Fast Retailing Becomes Climate Action Signatory
Published on January 16, 2020
The retailer retailer is trying to reduce the volume of greenhouse gas emissions in its supply chain.
Joining brands such as Target Corp., Stella McCartney, Nike Inc., Levi Strauss & Co., Inditex and H&M Group, Fast Retailing Co. on Wednesday said it signed the Fashion Industry Charter for Climate Action, which is sponsored by the United Nations Framework Convention on Climate Change. The charter supports the goals of the Paris Agreement in limiting global temperature rise and specifies measures for the fashion industry to implement such as focusing on a 30 percent aggregate reduction in greenhouse gas emissions by 2030.
Fast Retailing said it has been working to determine and reduce the volume of greenhouse gas emissions from all points along its supply chain, including the procurement of raw materials, manufacturing and distribution and store operations. Fast Retailing in 2019 announced that within two years it would set science based targets for greenhouse gas emissions based on the Paris Agreement targets and scientific knowledge.

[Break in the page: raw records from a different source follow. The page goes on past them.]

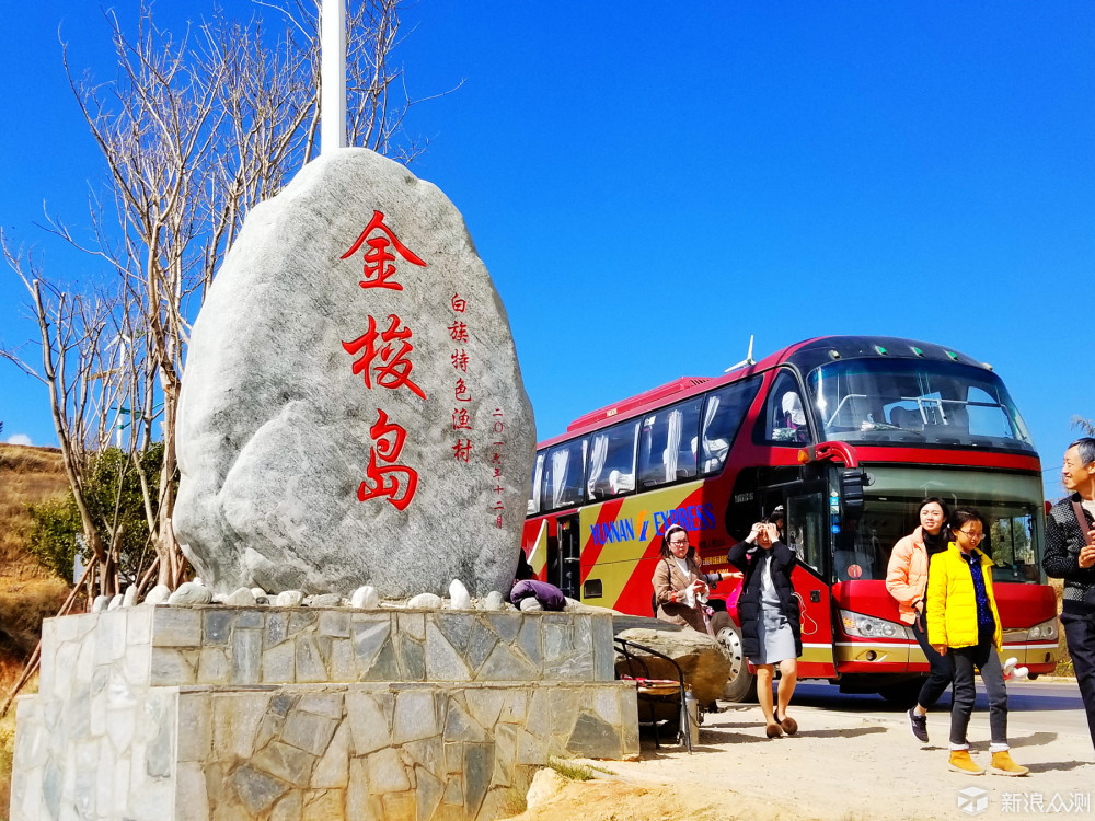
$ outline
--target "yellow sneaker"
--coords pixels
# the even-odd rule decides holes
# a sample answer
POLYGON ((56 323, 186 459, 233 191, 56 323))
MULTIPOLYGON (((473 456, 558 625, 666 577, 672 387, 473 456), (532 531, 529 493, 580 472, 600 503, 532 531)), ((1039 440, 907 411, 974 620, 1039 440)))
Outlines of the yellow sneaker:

Signing the Fashion Industry Charter will strengthen Fast Retailing’s sustainable activities and “accelerate coordination with companies and stakeholders around the globe and contribute to the realization of a sustainable world across industries,” said Yukihiro Nitta, group senior vice president for sustainability.
Fast Retailing’s main measures addressing climate change include advancing the use of recycled materials, which includes Uniqlo’s upcoming launch of high function, quick-drying EX products made from polyester fibers recycled from PET bottles, and down products made partially with recycled down removed from pre-worn products collected from customers at Uniqlo stores.
Uniqlo is reducing energy consumption by 10 percent at major material factories. Fast Retailing said it’s changed the way it operates its stores. The company set a target to reduce greenhouse gas emissions at Uniqlo units in Japan by 10 percent per unit area. As of 2018, the company had achieved a nearly 19 percent reduction, and it’s started designing stores that use renewable energy.
Fast Retailing considers the possibilities of apparel lowering greenhouse gas emissions with its functional characteristics. Heattech innerwear has technology that provides greater warmth, potentially reducing the amount of energy needed for heating. Uniqlo encourages customers to recycle products and donates the clothing to refugees, displaced people and disaster victims.